The new study encompassed not only the basic cost of interconnection upgrades, but also the cost of upgrades in areas where the utility already experiences congestion. “We used market efficiency analysis to consider projects and upgrades, focusing on frequent and persistent congestion points; benefits were calculated conservatively,” said Ken Collison, the vice president of energy consulting at ICF.

Drawing on a pool of 600 projects, ICF modeled recent transmission upgrades assigned to a dozen new wind and solar projects through the Midcontinent Independent System Operator and Southwest Power Pool generator interconnection (GI) processes.

MISO and SPP networks upgrade

The modeling found that two-thirds of these upgrades, if built, would have delivered significant benefits to the shared grid systems that some beneficiaries would not have paid for. Under current GI cost allocation rules, new energy projects in both regions are responsible for paying for nearly all the cost of these upgrades, potentially violating the Federal Power Act’s “just and reasonable” requirements for the “beneficiary pays” principle.

“The study confirms what people have long believed. Upgrades provide broad system benefits, although the cost falls on developers,” commented Norman Bay, a former chairman at the Federal Energy Regulatory Commission (FERC, from 2015 to 2017). “It has been a classic free-rider problem. It is clear that better transmission planning would reduce the need for developers to pay the cost of upgrades.”

“Regional power grids are like highway systems, moving power to where it’s needed and keeping electrons flowing to homes and businesses around the clock,” said ACORE President and CEO Gregory Wetstone. “Right now, new wind and solar projects are essentially asked to shoulder the financial burden of adding new lanes to that electron highway, lanes that benefit everyone. Such improvements should rightfully be addressed in long-term planning by grid operators like MISO and SPP, and the failure to do so means that the low-cost renewable resources we need to meet our climate goals are stuck in lengthy interconnection queues. This flawed approach to cost allocation of transmission network upgrades is killing otherwise cost-effective projects, which hurts consumers and jeopardizes our response to the climate crisis.”

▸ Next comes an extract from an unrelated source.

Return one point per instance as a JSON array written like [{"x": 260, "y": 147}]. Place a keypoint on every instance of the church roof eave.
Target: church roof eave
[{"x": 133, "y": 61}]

Poor Planning Fuels Runaway Interconnection Costs

One not-surprising conclusion of the study is that renewables developers are being saddled with runaway utility grid upgrade costs. “What once was a $50/kW cost for new interconnections is now up from $270/kW to $448/kW and rising,” said Himali Parmar, the head of interconnection study at ICF.

However, the cost allocation of new interconnections is now being considered carefully by FERC, Bay points out. According to FERC’s “beneficiary pays” principle, regional transmission organizations are required to ensure that transmission costs are assigned at least as “roughly commensurate with estimated benefits,” ACORE notes.

Better planning for transmission upgrades also must take on a big-picture scope, suggested Caroline Golin, the global head of energy markets and policy at Google. “From a buyer’s perspective, grids were built when a minority of our energy was clean energy. Now buyers are all looking to invest in clean energy, starting with renewables. It would be foolish if we don’t look at a massive overhaul of the national transmission system. We don’t want utilities to continue with a patchwork approach,” she said.

Cost for interconnection must not only be reined in, but standardized, suggested Matt Pawlowski, the executive director of management and regulatory affairs at NextEra Energy.

“We see this issue every day. We need certainty on the cost and schedule of upgrades; without both, sales to customers just won’t work,” he said. “Schedule delays can add cost, and that kill projects. Ultimately, rate payers bear the cost of upgrades. If we do a better job of transmission planning, there will be better certainty around costs and schedules.”

DER Consideration in T&D Planning

One major oversight in utility transmission upgrade planning is the failure to sufficiently consider — if at all — the value of distributed energy resources, several panelists agreed. “We need to integrate transmission and distribution planning,” pointed out Caspary.

DER will not be the sole solution to transmission woes, however. “Distributed generation can mitigate the need for some transmission upgrades. But to reach state goals and achieve the scale of renewables needed, we will far exceed DER contributions to the grid,” Collison reckoned.

Charles W. Thurston is a contributor to Solar Builder.